A lot of us watching the show at the time assumed that “Lee Carvallo” was the name of an actual professional golfer. But that’s not the case. Lee Carvallo was an invention of the series. To be fair, who can name a single pro golfer other than Tiger Woods and Happy Gilmore? Also, the game was seemingly a parody of a Nintendo game featuring a similarly-named, yet real, athlete: Lee Trevino’s Fighting Golf, which, despite the inclusion of the word “fighting,” is also completely tedious.

‘Paint Your Wagon’ Is 100 Percent a Real Movie

The musical clip show “All Singing, All Dancing” features a framing story in which Homer and Bart rent a Clint Eastwood, Lee Marvin “shoot ’em up Western” called Paint Your Wagon (presumably with blood). But when they start watching the movie, it is, in fact, a goofy musical with little-to-no killing.

Simpsons fans who weren’t around in 1969 were surprised to find out that this ridiculous movie wasn’t a parody created for the show; it was an actual honest-to-goodness Hollywood musical starring Eastwood — although, from what we can tell, it doesn’t contain any uptempo numbers about literally painting a wooden wagon.

Paint Your Wagon was a production nightmare; it went “notoriously over budget” and was considered a “box office failure,” reportedly inspiring Eastwood to create his own production company so that he wouldn’t be forced to appear in any more expensive musical turds.

There Is No ‘Rocky VII: Adrian’s Revenge’

When Bart is forced to decode a room full of doors marked only with Roman numerals (lest he be devoured by one of several man-eating tigers from the Shelbyville Zoo), he’s able to figure out which door leads to safety after concluding that Rocky V plus Rocky II equals Rocky VII: Adrian’s Revenge.

Since a lot of kids watched The Simpsons before they ever got around to the oeuvre of Sylvester Stallone, understandably, some folks believed that Adrian’s Revenge was a genuine motion picture, not realizing that, back when the episode aired, the Rocky franchise consisted of just five films.

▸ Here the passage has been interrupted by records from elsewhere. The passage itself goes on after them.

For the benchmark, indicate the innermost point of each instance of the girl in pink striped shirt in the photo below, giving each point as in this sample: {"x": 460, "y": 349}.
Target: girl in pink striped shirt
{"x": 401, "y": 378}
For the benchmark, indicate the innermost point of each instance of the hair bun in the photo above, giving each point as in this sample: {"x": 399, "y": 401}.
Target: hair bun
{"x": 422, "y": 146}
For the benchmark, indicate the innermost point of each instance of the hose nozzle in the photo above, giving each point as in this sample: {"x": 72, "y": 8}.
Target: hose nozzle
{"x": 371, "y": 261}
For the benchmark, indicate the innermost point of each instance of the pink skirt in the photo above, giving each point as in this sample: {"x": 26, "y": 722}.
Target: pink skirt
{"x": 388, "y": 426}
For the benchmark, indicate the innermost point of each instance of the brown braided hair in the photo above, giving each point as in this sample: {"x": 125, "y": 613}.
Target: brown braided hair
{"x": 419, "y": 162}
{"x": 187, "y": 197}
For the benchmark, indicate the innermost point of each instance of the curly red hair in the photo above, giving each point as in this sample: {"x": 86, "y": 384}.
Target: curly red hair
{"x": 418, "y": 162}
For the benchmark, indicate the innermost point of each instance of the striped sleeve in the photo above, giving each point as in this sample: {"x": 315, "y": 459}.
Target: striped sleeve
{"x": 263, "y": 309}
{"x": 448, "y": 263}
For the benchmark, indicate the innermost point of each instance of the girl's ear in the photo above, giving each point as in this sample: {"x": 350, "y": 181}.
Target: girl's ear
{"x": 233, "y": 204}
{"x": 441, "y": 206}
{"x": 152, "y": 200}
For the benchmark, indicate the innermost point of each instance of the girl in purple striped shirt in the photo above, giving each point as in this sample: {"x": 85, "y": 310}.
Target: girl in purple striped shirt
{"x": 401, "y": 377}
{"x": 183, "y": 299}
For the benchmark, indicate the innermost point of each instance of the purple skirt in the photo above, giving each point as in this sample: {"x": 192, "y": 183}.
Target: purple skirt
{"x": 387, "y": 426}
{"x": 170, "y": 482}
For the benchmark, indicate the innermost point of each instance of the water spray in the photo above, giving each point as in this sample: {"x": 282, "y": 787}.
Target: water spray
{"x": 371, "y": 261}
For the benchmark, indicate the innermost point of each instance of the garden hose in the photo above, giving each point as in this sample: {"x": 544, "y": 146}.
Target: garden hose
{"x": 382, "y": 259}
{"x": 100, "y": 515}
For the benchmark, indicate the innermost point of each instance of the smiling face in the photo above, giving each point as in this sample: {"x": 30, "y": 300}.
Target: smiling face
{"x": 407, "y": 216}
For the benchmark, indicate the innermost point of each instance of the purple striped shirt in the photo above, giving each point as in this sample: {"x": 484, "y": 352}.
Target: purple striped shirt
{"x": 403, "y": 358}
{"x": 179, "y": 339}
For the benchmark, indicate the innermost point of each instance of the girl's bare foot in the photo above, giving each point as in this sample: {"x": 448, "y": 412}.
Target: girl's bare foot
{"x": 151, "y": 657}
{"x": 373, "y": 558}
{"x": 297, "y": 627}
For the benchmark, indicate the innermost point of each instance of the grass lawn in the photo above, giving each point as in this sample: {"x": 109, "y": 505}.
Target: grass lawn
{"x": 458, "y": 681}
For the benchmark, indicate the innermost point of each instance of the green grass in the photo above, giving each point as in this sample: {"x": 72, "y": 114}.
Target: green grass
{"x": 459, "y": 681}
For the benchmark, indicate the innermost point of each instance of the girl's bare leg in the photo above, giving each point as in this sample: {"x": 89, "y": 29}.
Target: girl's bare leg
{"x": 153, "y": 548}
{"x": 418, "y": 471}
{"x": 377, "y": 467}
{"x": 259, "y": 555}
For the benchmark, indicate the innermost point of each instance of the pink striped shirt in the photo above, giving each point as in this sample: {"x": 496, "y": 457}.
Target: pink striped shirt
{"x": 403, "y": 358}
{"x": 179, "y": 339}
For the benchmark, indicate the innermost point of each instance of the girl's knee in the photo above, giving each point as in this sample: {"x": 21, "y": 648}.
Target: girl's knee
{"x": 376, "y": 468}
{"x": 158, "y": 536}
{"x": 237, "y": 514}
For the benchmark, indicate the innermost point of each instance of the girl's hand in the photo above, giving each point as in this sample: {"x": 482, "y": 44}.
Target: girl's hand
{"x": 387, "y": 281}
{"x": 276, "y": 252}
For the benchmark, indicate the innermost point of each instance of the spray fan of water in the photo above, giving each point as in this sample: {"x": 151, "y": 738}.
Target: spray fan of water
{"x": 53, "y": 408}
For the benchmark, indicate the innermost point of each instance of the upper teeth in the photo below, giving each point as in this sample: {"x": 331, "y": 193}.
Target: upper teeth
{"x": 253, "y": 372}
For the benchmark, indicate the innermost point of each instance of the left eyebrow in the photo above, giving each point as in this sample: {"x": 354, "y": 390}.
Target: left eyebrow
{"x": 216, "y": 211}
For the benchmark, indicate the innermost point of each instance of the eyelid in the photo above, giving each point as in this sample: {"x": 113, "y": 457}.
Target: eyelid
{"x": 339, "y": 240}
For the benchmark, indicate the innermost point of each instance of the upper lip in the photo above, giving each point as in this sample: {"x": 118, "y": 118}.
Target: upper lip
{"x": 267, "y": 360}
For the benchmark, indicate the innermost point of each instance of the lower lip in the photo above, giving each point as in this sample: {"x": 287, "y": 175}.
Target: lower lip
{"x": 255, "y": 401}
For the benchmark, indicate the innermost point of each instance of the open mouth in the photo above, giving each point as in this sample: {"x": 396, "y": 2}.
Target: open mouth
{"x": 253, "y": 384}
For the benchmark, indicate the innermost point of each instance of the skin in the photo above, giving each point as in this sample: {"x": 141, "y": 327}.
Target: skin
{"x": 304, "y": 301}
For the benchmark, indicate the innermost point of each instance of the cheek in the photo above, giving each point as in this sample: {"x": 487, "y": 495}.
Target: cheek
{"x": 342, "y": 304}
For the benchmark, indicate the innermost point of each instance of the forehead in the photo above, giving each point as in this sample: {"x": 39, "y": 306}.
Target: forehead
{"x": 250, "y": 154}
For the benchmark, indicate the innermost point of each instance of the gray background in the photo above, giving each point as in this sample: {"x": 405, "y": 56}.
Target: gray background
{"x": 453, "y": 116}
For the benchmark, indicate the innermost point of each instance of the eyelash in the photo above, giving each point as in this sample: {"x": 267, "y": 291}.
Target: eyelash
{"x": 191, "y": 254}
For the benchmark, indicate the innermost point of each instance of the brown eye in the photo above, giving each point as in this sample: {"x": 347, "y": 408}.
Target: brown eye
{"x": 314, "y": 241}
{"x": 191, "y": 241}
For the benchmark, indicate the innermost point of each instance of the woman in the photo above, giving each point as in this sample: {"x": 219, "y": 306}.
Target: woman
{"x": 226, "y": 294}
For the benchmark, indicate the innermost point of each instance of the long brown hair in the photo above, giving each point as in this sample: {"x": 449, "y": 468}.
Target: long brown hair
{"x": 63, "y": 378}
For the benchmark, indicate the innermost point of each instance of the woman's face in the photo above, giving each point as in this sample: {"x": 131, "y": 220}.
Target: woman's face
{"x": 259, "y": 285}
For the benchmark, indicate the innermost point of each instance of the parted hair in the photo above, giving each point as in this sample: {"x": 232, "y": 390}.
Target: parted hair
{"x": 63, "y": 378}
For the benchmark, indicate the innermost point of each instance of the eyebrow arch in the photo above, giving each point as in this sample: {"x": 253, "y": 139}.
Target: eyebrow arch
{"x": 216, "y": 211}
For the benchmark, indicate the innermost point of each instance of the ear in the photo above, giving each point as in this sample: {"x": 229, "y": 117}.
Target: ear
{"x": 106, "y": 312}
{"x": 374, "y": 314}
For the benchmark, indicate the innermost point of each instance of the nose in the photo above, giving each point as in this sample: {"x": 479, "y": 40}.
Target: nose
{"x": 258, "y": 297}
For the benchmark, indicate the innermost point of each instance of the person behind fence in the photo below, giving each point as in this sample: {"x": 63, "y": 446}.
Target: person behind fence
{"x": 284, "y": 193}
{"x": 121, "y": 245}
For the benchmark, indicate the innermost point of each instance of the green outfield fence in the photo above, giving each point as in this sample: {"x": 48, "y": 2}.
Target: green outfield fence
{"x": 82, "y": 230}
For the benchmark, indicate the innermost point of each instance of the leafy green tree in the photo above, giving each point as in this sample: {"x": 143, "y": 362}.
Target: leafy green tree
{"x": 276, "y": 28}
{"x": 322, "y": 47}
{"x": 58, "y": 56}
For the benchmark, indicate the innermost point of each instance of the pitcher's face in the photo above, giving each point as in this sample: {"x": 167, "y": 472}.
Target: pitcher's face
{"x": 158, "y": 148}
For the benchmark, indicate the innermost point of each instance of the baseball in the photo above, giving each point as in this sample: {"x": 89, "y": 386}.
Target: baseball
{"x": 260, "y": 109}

Of course, Stallone eventually made a sixth Rocky movie in 2006, simply titled Rocky Balboa.

But as Rocky Balboa revealed, Rocky’s wife Adrian passed away between films — and thankfully, the seventh movie in the series, Creed, didn’t fulfill The Simpsons’ prophecy by introducing zombies into the Rocky-verse.

No, ‘A Streetcar Named Desire’ Was Never a Musical

Marge’s first foray into community theater sees her playing the lead role of Blanche Dubois in an adaptation of A Streetcar Named Desire called Oh Streetcar! This modern take on the theatrical classic features singing, dancing and haphazardly fired laser beams symbolizing Blanche’s “descent into madness.”

90s kids who didn’t know a goddamn thing about the works of Tennessee Williams — likely because he wasn’t one of the original Power Rangers — assumed that A Streetcar Named Desire was really a musical, not realizing that the song-and-dance treatment of the famously tragic story was the entire point of the joke. 

‘Little Women’ Doesn’t End the Way Moe Reads It

After Homer befriends Flanders and brings him down to Moe’s for a beer, Springfield’s resident do-gooder immediately recognizes Springfield’s resident intoxicant peddler as the guy who routinely makes trips to the hospital and “reads to sick children.”

Later in the episode, it becomes clear why Moe’s is always mysteriously closed on Wednesdays when we see Moe reading to a group of unhoused folks at Helter Shelter, tearfully concluding Louisa May Alcott’s classic Little Women with the book’s iconic final line: “And then they realized they were no longer little girls, they were little women.”

The only problem is, that’s not how Little Women ends. The book actually wraps up with the March family matriarch exclaiming: “O my girls, however long you may live, I can never wish you a greater happiness than this!” 

But a generation of philistines who prefer prime-time cartoons to literary masterpieces mistakenly bought into the Moe Szyslak version.